Saturday, January 24, 2009
How Dr. Moyce Spent Inauguration Day
What did you do on Inauguration Day? Dr. Andrew Moyce of Oakland spent the day doing his civic duty: showing up for jury service at the Alameda County Courthouse.
He was ordered to be there by 8:30, with stern warnings about possible fines if he was late.
"The parking lot was full by the time I arrived at 8:15, and I had to find another lot across the street," he says. "That lot required a prepay ticket from a very slow machine, so I joined the line of a dozen or so fellow jurors waiting to pay.
"After that, a hurried walk all the way around the courthouse to find the only open entrance, followed by the security check. I got to the jury room, breathless, at about 8:45 and handed my papers to the admitting clerk."
The potential jurors - about 200 people, ranging in age from 18 to senior citizens - were ushered into the waiting room. Television sets were mounted on the pillars around the room, all tuned to the inauguration.
"The first thing that struck me was the respectful silence of the people in the room. The clerk could be heard checking people in at the door, and an occasional person talked quietly on a cell phone while people in the vicinity frowned disapproval, but overall there was an ecclesiastic silence.
"On television, Diane Feinstein had just started the ceremonies, and she held the rapt attention of everyone in the room. All eyes were on the nearest TV, and the seats with backs to the TV were empty, while several of us stood around the edges. Even during the two musical performances, no one spoke."
When the time for the oath of office arrived, Feinstein asked everyone at the ceremony to stand.
"From across the jury room a middle-aged African American lady - I think she was a clerk - called out, 'C’mon people, this is history! Stand up!'
"As she moved into the crowd, gesturing with her arms, it was plain that she was not to be denied. Within seconds, all of us were on our feet. After the oath was administered, complete with flubs, our room filled with applause, punctuated with loud whoops, and several people were in tears.
"An older white man softly applauded as the new president thanked the outgoing president for his service to the country. During his comments on upholding the Constitution, as the camera focused in on an uncomfortable-looking Mr. Bush, there were scattered outbreaks of derisive laughter. When Mr. Obama acknowledged that we are a nation of various religions - and non-believers, too - a very Berkeley-looking lady in jeans and a flannel shirt clapped alone.
"When the speech was over there was more applause from our group, and not a few handshakes and hugs were shared. All stood in formal attention as the choir sang the National Anthem, and several of us joined in.
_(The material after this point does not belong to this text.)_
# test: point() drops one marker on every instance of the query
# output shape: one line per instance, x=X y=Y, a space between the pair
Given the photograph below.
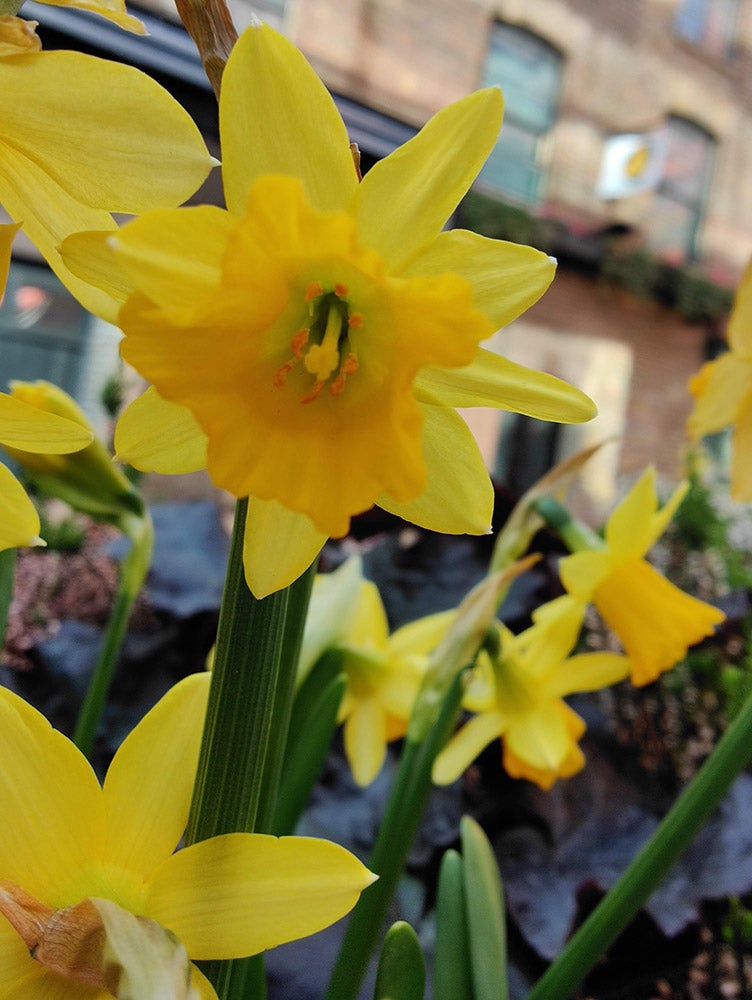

"The mood was broken only when the clerk interrupted the broadcast to remind us that we were here for a purpose, and he started the first roll call.
"It finally occurred to me that no court business would take place during the ceremony, as the judges were probably sequestered in chambers with their own TV sets. Time at the courthouse seemed at a standstill until the business of federal government was accomplished.
"After the second roll call my name still had not been called, and those who remained in the room - about a third of the original crowd - were thanked for our service and dismissed.
"I left feeling that I had literally been swept into participation in history. Jury calls have a way of taking us out of our comfortable routines, and, after a frantic start, the day turned out in a way I hadn’t planned. But somehow when it was over, it seemed just right."